Au début de cette année, France Universités (ex-CPU) a mis en place une commission présidée par le directeur de Sciences Po Paris et chargée « de réfléchir aux moyens de renforcer et de défendre la liberté académique en France et au sein d’un réseau international d’universités ». On attend avec intérêt les conclusions de cette commission, d’autant que deux épisodes récents, qui ont eu pour cadre la Sorbonne, illustrent les menaces exercées sur la liberté académique et méritent qu’on en tire les leçons.

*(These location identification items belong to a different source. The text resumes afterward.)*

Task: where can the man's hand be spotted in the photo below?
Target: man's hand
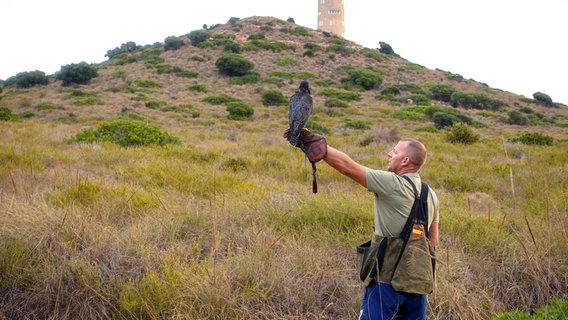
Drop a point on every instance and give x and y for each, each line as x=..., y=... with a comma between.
x=312, y=144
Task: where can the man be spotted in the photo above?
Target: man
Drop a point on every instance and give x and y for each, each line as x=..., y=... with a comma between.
x=394, y=197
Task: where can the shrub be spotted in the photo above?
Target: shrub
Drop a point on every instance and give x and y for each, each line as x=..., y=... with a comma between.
x=197, y=88
x=78, y=73
x=362, y=78
x=273, y=98
x=239, y=110
x=420, y=99
x=198, y=36
x=335, y=103
x=515, y=117
x=188, y=74
x=343, y=95
x=27, y=79
x=127, y=47
x=442, y=92
x=373, y=54
x=251, y=77
x=475, y=100
x=126, y=133
x=386, y=48
x=232, y=64
x=542, y=98
x=442, y=120
x=7, y=115
x=173, y=43
x=415, y=113
x=286, y=61
x=534, y=138
x=154, y=104
x=46, y=105
x=461, y=133
x=220, y=99
x=147, y=84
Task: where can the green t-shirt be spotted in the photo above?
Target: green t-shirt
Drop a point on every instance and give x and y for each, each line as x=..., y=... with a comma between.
x=394, y=197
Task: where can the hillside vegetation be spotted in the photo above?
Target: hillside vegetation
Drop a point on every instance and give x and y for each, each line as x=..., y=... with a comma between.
x=157, y=184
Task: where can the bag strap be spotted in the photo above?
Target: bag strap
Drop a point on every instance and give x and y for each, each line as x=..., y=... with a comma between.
x=416, y=215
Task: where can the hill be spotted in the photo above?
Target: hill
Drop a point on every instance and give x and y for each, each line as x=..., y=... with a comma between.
x=282, y=53
x=223, y=223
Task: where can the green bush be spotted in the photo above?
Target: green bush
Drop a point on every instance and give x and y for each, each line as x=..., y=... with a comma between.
x=127, y=47
x=147, y=84
x=515, y=117
x=442, y=92
x=362, y=79
x=475, y=100
x=198, y=36
x=286, y=61
x=542, y=98
x=442, y=120
x=197, y=88
x=273, y=98
x=76, y=73
x=126, y=133
x=335, y=103
x=534, y=138
x=46, y=105
x=220, y=99
x=233, y=64
x=27, y=79
x=251, y=77
x=461, y=133
x=173, y=43
x=343, y=95
x=386, y=48
x=7, y=115
x=420, y=99
x=373, y=54
x=239, y=110
x=415, y=113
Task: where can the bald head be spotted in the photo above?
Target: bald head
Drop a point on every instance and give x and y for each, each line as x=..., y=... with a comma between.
x=416, y=151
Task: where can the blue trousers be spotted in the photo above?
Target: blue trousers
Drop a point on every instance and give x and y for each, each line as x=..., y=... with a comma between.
x=381, y=302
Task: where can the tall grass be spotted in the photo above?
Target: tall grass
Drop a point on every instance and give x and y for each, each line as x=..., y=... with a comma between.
x=225, y=225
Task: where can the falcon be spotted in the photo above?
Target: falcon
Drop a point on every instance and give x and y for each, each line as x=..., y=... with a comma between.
x=299, y=110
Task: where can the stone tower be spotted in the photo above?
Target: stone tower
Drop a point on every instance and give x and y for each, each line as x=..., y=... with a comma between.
x=331, y=17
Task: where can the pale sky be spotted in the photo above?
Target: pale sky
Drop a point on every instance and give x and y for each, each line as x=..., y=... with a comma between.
x=512, y=45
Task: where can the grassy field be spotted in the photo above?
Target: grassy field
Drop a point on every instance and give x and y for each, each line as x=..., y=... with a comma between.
x=225, y=225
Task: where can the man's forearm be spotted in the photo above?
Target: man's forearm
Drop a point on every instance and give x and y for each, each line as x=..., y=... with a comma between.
x=347, y=166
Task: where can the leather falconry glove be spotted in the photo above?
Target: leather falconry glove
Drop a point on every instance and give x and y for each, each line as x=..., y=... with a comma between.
x=314, y=147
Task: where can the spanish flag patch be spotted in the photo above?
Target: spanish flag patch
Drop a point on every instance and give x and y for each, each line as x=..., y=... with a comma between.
x=417, y=231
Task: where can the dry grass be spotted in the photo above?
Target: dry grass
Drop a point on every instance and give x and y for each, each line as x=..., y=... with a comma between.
x=225, y=225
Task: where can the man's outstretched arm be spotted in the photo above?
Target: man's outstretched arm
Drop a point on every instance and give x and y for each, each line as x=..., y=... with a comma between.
x=347, y=166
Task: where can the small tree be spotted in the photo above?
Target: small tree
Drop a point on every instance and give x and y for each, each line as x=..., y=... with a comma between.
x=461, y=133
x=239, y=110
x=273, y=98
x=27, y=79
x=442, y=92
x=7, y=115
x=79, y=73
x=198, y=36
x=542, y=98
x=233, y=64
x=386, y=48
x=127, y=47
x=173, y=43
x=362, y=78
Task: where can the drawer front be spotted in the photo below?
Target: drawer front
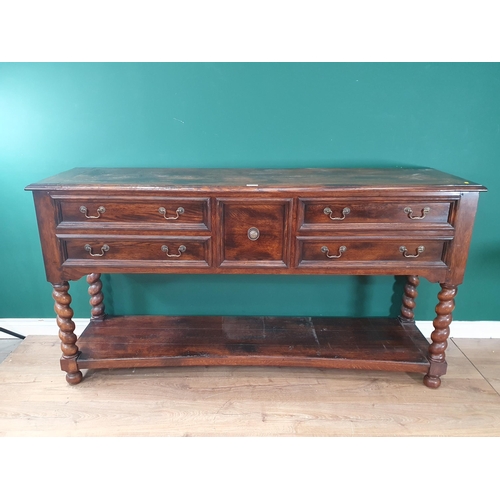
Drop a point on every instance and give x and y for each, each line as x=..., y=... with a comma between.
x=254, y=234
x=337, y=251
x=334, y=213
x=177, y=251
x=168, y=213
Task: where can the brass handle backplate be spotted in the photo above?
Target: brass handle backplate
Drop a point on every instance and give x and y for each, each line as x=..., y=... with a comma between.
x=325, y=250
x=404, y=251
x=88, y=249
x=163, y=211
x=424, y=212
x=85, y=211
x=253, y=234
x=345, y=211
x=181, y=250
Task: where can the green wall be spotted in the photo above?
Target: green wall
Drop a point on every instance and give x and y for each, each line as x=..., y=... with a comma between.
x=57, y=116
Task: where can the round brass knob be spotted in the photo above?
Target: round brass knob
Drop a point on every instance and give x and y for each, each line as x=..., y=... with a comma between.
x=253, y=234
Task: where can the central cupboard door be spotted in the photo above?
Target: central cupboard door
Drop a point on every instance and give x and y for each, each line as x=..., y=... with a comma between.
x=254, y=233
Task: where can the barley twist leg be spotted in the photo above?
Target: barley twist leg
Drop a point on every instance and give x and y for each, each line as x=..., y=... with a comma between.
x=96, y=296
x=440, y=335
x=66, y=332
x=409, y=296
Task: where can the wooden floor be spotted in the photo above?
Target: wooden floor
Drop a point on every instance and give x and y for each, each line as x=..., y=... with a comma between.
x=245, y=401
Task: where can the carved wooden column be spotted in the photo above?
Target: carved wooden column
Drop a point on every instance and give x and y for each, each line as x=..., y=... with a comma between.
x=66, y=332
x=440, y=335
x=409, y=296
x=96, y=296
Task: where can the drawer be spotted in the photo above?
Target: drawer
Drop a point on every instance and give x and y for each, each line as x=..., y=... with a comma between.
x=165, y=212
x=335, y=213
x=255, y=233
x=175, y=251
x=337, y=251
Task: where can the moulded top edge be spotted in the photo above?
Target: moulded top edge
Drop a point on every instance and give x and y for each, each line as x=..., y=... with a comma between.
x=256, y=179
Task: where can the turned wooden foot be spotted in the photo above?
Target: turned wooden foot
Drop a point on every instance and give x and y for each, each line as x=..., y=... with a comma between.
x=66, y=332
x=96, y=296
x=409, y=296
x=440, y=335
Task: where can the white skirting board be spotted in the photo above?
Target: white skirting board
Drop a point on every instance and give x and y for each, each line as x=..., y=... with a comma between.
x=47, y=326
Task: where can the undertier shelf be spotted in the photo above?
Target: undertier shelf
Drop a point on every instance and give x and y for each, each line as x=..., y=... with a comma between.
x=351, y=343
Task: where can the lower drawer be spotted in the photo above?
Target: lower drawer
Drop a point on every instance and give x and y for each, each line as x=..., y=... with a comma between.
x=337, y=251
x=174, y=251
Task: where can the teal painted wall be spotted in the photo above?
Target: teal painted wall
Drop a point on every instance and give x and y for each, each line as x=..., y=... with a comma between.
x=57, y=116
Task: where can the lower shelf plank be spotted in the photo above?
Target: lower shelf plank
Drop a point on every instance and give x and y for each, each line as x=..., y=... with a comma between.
x=351, y=343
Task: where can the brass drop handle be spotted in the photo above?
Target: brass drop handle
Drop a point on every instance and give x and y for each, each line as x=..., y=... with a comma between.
x=163, y=211
x=345, y=211
x=253, y=234
x=404, y=251
x=84, y=211
x=88, y=249
x=424, y=212
x=181, y=250
x=325, y=250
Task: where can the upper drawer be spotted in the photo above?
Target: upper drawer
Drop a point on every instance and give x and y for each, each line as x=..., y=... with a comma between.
x=336, y=213
x=162, y=212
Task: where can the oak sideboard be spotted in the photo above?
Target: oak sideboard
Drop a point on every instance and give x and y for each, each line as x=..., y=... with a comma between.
x=413, y=222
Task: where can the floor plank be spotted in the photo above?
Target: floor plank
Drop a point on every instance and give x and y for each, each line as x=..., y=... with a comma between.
x=484, y=354
x=239, y=401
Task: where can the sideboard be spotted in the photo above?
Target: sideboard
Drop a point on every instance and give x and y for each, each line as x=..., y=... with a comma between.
x=413, y=222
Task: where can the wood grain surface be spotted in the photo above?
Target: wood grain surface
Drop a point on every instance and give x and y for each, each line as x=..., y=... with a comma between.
x=246, y=401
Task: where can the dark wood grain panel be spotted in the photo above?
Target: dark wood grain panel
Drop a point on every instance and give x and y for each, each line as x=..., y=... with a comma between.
x=311, y=250
x=194, y=250
x=411, y=221
x=171, y=213
x=375, y=343
x=253, y=179
x=378, y=212
x=270, y=220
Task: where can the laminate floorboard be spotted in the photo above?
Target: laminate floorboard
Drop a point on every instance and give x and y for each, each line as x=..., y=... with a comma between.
x=35, y=399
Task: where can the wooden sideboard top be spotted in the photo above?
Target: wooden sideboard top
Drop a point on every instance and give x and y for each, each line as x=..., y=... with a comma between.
x=199, y=179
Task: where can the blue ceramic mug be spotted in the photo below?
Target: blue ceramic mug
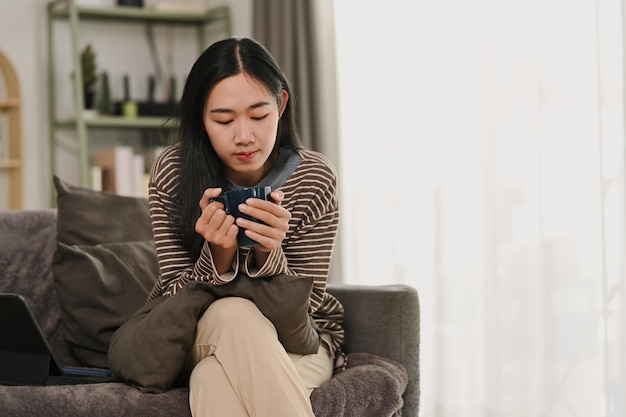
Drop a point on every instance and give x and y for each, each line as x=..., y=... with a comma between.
x=231, y=201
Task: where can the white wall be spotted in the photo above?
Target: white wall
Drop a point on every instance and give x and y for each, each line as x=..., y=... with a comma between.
x=23, y=41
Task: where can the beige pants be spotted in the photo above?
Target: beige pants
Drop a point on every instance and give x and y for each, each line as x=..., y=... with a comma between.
x=241, y=369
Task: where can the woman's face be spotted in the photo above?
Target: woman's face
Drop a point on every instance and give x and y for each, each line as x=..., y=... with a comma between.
x=241, y=119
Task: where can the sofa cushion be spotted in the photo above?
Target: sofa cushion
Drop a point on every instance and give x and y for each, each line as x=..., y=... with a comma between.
x=104, y=265
x=165, y=327
x=101, y=282
x=99, y=288
x=371, y=386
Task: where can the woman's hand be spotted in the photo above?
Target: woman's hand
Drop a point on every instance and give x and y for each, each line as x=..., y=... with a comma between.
x=276, y=218
x=219, y=229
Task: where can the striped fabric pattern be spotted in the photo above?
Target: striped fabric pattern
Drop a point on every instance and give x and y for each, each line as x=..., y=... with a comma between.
x=310, y=196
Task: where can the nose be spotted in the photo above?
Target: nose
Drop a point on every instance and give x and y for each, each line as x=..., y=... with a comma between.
x=243, y=133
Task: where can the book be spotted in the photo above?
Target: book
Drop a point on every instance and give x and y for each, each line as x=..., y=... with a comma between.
x=122, y=171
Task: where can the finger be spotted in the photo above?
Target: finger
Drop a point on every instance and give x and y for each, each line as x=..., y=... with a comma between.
x=208, y=194
x=275, y=234
x=269, y=213
x=277, y=196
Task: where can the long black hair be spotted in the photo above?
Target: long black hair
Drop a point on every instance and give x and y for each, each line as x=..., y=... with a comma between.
x=200, y=166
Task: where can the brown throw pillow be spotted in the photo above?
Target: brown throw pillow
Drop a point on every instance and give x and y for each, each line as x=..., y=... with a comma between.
x=104, y=265
x=149, y=350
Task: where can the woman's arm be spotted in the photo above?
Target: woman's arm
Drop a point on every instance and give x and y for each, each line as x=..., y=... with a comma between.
x=176, y=267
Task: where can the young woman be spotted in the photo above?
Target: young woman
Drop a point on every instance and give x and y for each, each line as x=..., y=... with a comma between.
x=237, y=129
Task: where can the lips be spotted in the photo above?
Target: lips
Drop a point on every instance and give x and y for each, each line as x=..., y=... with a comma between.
x=245, y=156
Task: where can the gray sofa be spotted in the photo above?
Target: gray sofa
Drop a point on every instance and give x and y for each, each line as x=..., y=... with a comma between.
x=382, y=342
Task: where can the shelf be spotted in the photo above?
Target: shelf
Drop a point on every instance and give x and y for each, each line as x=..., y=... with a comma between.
x=121, y=122
x=67, y=13
x=145, y=15
x=10, y=163
x=9, y=104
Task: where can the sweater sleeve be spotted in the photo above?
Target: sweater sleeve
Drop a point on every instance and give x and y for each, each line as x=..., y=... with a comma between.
x=176, y=267
x=311, y=197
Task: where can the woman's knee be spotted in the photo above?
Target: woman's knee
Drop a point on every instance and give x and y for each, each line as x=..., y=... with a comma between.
x=234, y=313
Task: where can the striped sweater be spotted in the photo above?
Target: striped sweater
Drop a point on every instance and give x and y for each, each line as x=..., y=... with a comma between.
x=311, y=197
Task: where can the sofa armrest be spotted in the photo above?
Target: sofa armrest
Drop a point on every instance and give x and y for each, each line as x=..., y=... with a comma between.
x=384, y=320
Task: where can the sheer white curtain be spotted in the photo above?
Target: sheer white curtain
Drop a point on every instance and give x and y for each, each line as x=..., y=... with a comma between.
x=482, y=161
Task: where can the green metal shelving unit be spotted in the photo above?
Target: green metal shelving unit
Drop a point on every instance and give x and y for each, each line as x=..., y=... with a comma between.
x=68, y=12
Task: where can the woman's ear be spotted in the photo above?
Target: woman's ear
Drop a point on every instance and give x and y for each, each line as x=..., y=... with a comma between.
x=284, y=98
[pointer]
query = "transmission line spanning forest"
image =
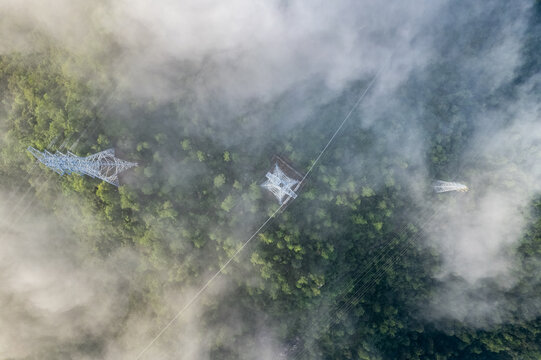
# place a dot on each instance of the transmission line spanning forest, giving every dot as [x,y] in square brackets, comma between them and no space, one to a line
[347,271]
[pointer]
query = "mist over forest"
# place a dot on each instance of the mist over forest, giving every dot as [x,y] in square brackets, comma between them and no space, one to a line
[368,262]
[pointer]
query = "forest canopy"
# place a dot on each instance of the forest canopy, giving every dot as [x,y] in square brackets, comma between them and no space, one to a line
[367,262]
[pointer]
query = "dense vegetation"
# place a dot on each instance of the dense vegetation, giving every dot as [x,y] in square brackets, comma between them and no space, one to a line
[195,199]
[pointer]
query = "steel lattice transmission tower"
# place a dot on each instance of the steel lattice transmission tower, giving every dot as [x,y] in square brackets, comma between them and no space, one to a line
[103,165]
[445,186]
[280,185]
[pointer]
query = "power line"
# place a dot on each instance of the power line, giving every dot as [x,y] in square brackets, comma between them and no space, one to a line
[207,284]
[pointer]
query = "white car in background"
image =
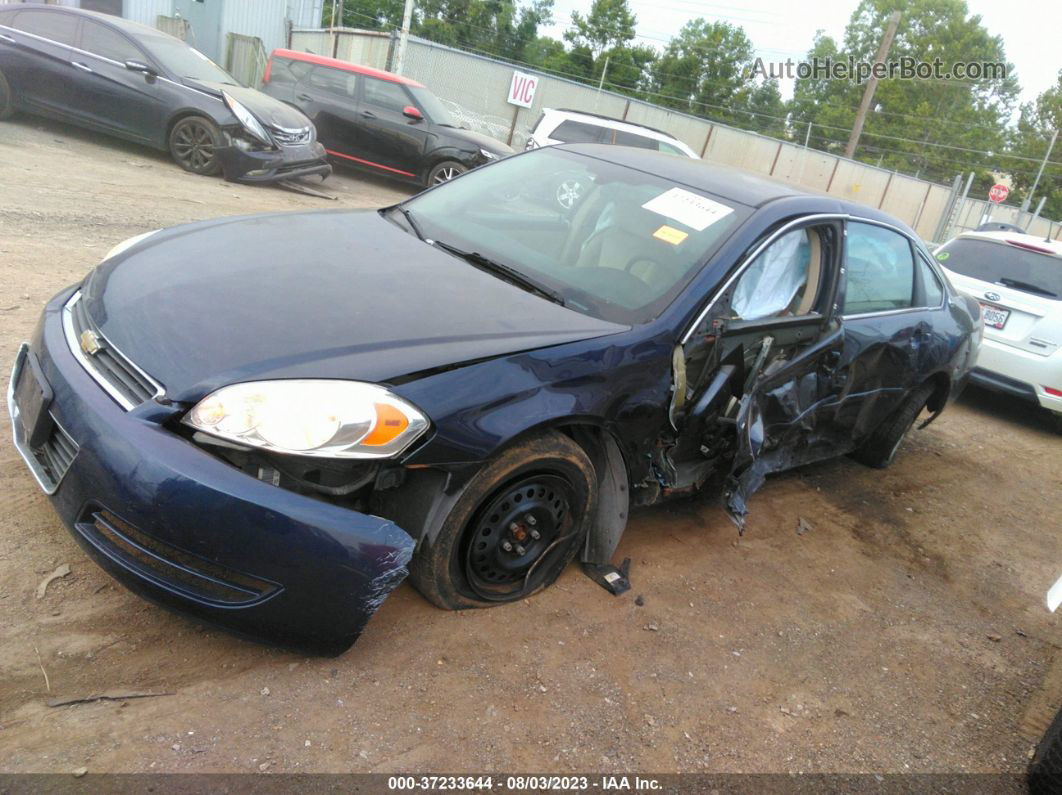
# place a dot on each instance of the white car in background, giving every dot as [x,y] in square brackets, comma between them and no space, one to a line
[578,126]
[1017,279]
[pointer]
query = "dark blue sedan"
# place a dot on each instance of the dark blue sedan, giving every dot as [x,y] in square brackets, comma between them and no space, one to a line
[268,421]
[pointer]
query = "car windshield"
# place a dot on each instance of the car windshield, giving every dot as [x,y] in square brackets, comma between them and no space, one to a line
[613,242]
[434,109]
[185,62]
[1004,263]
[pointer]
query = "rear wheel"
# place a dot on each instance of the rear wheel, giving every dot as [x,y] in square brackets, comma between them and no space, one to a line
[879,450]
[445,171]
[194,141]
[6,99]
[517,525]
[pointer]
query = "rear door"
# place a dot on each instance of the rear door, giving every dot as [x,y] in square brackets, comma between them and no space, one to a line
[761,376]
[329,98]
[116,99]
[37,57]
[894,333]
[391,140]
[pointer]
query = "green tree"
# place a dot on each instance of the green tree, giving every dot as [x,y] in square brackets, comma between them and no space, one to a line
[704,69]
[609,24]
[1028,143]
[930,127]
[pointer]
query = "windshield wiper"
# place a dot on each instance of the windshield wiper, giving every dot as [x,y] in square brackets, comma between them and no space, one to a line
[1027,287]
[499,269]
[408,214]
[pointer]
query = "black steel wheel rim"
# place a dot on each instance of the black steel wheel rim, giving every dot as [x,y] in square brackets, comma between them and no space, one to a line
[517,534]
[193,145]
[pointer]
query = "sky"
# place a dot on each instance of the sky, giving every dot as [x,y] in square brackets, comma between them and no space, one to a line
[783,29]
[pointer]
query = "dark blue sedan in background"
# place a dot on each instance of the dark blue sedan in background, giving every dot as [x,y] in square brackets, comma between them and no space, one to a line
[268,421]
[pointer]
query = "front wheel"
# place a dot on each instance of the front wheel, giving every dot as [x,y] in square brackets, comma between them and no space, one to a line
[194,141]
[445,171]
[879,450]
[519,522]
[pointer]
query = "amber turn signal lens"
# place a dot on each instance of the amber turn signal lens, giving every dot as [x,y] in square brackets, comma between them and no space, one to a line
[390,422]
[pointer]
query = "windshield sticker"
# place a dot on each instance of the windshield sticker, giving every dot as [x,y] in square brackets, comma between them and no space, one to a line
[670,235]
[697,212]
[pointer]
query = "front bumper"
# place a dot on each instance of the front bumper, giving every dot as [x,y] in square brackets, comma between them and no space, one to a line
[1018,373]
[285,162]
[185,530]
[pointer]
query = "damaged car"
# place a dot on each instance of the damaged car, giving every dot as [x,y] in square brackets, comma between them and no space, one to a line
[268,421]
[125,80]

Le 11 février dernier, à l’université Paris 1, une séance du séminaire « Rencontres phénoménologiques » consacrée à « l’énigme du transsexualisme » a été annulée, après qu’une étudiante eut jugé inacceptables à la fois le mot d’« énigme » et celui de « transsexualisme », auquel il faudrait préférer « transidentité ». Une des responsables de l’équipe de recherche concernée ayant indiqué aux organisateurs de ce séminaire qu’il convenait de s’abstenir de toute publicité pour cette séance, ceux-ci ont préféré y renoncer, en présentant « toutes [leurs] excuses aux personnes qui ont pu se sentir offensées par l’intitulé de la communication ». Dans ce cas précis, la présidence de l’université ne semble pas avoir été consultée ni avertie.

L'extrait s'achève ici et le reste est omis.